HELP. I need to find a solution to the following problem.

3 totally independent pendulums oscillate with 3 distinct pulsations. There is no mention of any gravity, ... => the motion is infinite.

The 3 pendulums have the very same amplitude (A).

We then consider the following equation:

y = A sin(w t + phi)

Therefore, we obtain:

y₁(t) = A sin(w₁ t + phi₁)
y₂(t) = A sin(w₂ t + phi₂)
y₃(t) = A sin(w₃ t + phi₃)

Question:

phi₁, phi₂, phi₃ are the initial "positions" of the system at time t₀ (it is a snapshot of the running system).

For each w : w₁ < > w₂ < > w₃, at a certain moment of time t, we must have: y₁(t) = y₂(t) = y₃(t)

How is it possible to obtain this time t <> t₀ ?

Would there be any equation, statistical method, ... that might solve this problem ?

In advance, many thanks

 

[NateTG]

That's an interesting theory:

Consider:
[tex]y_1(t)=sin(\pi t)[/tex]
[tex]y_2(t)=2sin(\frac{\pi t}{2})[/tex]
[tex]y_3(t)=2sin(\frac{\pi t}{5}-\frac{\pi}{4})=2cos(\frac{\pi t}{5})[/tex]
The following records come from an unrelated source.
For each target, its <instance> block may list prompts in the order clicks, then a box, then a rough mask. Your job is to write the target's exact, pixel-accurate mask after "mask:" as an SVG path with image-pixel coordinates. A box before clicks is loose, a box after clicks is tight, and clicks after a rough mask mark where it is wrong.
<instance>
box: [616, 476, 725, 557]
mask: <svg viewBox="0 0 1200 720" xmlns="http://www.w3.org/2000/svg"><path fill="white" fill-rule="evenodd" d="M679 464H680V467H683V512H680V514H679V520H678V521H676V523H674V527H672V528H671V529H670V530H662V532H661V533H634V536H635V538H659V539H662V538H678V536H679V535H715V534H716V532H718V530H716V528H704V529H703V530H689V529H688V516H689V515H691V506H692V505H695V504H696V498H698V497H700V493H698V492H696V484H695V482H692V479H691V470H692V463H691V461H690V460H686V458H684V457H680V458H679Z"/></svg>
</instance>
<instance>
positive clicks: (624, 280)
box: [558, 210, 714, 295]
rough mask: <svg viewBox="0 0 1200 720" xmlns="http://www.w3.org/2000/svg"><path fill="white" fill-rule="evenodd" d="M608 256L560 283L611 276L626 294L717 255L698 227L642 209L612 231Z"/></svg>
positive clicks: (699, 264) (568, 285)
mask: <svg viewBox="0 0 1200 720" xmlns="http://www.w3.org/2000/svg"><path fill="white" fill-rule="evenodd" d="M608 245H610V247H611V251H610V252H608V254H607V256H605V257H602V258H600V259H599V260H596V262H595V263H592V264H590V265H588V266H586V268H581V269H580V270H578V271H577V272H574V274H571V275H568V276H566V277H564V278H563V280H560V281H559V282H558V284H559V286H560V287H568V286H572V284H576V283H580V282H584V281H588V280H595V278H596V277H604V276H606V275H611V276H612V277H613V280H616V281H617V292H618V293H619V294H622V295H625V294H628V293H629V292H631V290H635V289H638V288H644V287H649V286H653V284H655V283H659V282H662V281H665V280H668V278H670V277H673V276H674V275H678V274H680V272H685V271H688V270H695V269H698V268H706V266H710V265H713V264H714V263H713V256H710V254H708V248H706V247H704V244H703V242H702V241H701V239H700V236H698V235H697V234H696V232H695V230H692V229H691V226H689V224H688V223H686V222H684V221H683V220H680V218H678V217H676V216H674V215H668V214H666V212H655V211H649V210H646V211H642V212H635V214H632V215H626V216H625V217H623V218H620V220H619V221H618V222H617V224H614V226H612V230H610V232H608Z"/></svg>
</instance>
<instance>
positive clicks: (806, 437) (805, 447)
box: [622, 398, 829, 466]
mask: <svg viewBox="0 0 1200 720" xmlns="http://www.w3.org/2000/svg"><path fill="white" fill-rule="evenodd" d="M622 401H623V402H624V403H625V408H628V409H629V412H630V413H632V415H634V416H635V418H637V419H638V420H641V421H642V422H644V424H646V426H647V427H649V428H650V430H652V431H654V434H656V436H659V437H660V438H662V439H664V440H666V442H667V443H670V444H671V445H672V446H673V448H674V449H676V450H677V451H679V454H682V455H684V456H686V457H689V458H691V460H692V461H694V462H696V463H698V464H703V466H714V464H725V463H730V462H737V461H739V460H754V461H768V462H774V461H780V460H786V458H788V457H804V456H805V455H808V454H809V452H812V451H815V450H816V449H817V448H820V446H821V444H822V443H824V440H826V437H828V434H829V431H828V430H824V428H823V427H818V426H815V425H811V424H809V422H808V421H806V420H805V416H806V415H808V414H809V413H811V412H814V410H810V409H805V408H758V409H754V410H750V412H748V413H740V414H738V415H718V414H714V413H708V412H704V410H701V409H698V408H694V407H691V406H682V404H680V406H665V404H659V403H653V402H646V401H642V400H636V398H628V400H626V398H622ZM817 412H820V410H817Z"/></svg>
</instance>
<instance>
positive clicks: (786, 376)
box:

If you plot these, you will see that [tex]y_1[/tex] and [tex]y_2[/tex] only meet when [tex]t=2 n[/tex] for [tex]n[/tex] an integer, and that they are both equal to zero at those points.

Now, let's take a look at [tex]2cos(\frac{\pi 2 n}{5})=0[/tex]
so [tex]\frac{2\pi n}{5} \in \{ \frac{\pi}{2} +2\pi k, \frac{3 \pi}{2}+ 2 \pi k \}[/tex]
But [tex]n[/tex] is an integer, so there's no way to get the [tex]2[/tex] in the denomiator. Therefore the three functions never meet simultaneously.

 

[Gokul43201]

"For each w : w₁ < > w₂ < > w₃, at a certain moment of time t, we must have: y₁(t) = y₂(t) = y₃(t)

How is it possible to obtain this time t <> t₀ ?"

There need not always be a t such that y₁(t) = y₂(t) = y₃(t)
This is partcularly easy to see if w's are integral multiples of each other.


"Would there be any equation, statistical method, ... that might solve this problem ?"

The way to solve this is to see that the sine of the 2 angles will be equal if (i) they are separated by 2nPi or (ii) they are supplementary to each other. Using this fact, and pairwise equating y1 to y2 and y2 to y3, you get 2 equations, in the variables t, m, n (where m, n are intergers that you have used for 2*Pi*n and 2*Pi*m ). By eliminating t, you have a single linear Diophantine Eqn. in n and m. This may or may not have solutions.